Die Silicon Economy steht für die vollständige Virtualisierung von Wertschöpfungsnetzwerken, in denen die nötigen Daten nicht nur ausgetauscht und gesammelt, sondern auch revisionssicher gebucht und gehandelt werden – und erzielen eine nie erreichte Transparenz über die verschiedenen Netzwerkstufen. Damit schaffen wir auch gleichzeitig die Grundlage für den lang geforderten Übergang vom vielfach praktizierten Reverse Factoring zur echten Supply Chain Finance.

Der Unterschied zwischen beidem ist, vereinfacht gesagt: Beim Reverse Factoring werden Finanzströme zwischen einem Unternehmen und seinem Lieferanten unter Einbezug eines Finanzdienstleisters ermöglicht und koordiniert. Doch in der schönen neuen Welt der echten Supply Chain Finance sollte das nicht nur zwischen zwei Handelspartnern, sondern lieferketten-übergreifend zwischen sämtlichen Partnern passieren, multipliziert über alle Lieferstufen eines Wertschöpfungsnetzwerks, auf der Basis umfassender Transparenz. Das würde uns alle und die Supply Chain Finance einen entscheidenden Schritt weiter in eine digitale und krisenfeste Zukunft bringen.

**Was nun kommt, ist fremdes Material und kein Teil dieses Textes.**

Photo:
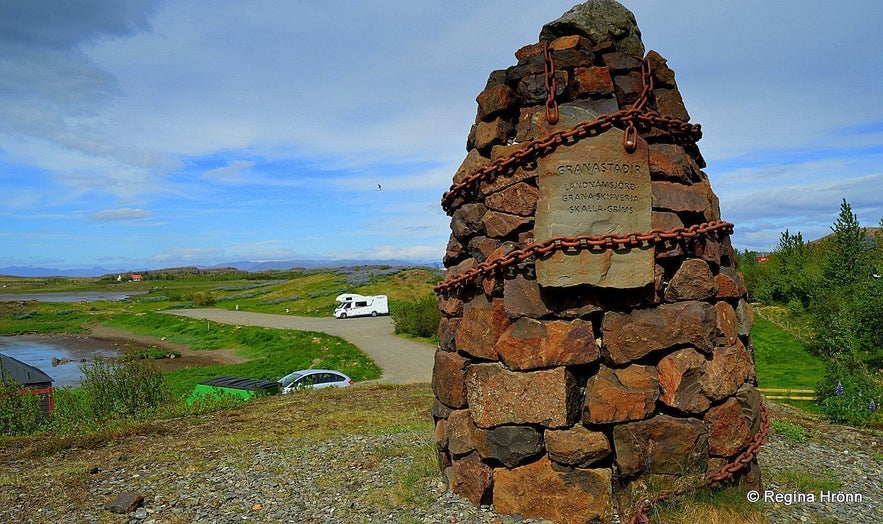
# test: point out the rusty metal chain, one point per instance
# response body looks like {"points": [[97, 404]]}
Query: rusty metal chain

In der aktuellen Situation müssen wir leider mit ansehen, wie gerade auch kleine und mittlere Unternehmen von der Krise arg gebeutelt werden und um lebensnotwendige Liquidität ringen. Um die Krise zu überleben, brauchen sie eine schnelle und reibungsfreie Finanzierung, die ihnen eine digitale Supply Chain Finance nach dem skizzierten Vorbild gewährleisten könnte. Insofern könnten wir feststellen, dass bei all den negativen Dingen, die die Krise mit sich brachte, zentrale Themen der Digitalisierung notgedrungen viel schneller und weiter vorangebracht wurden, als wir uns das vor der Krise vorstellen konnten.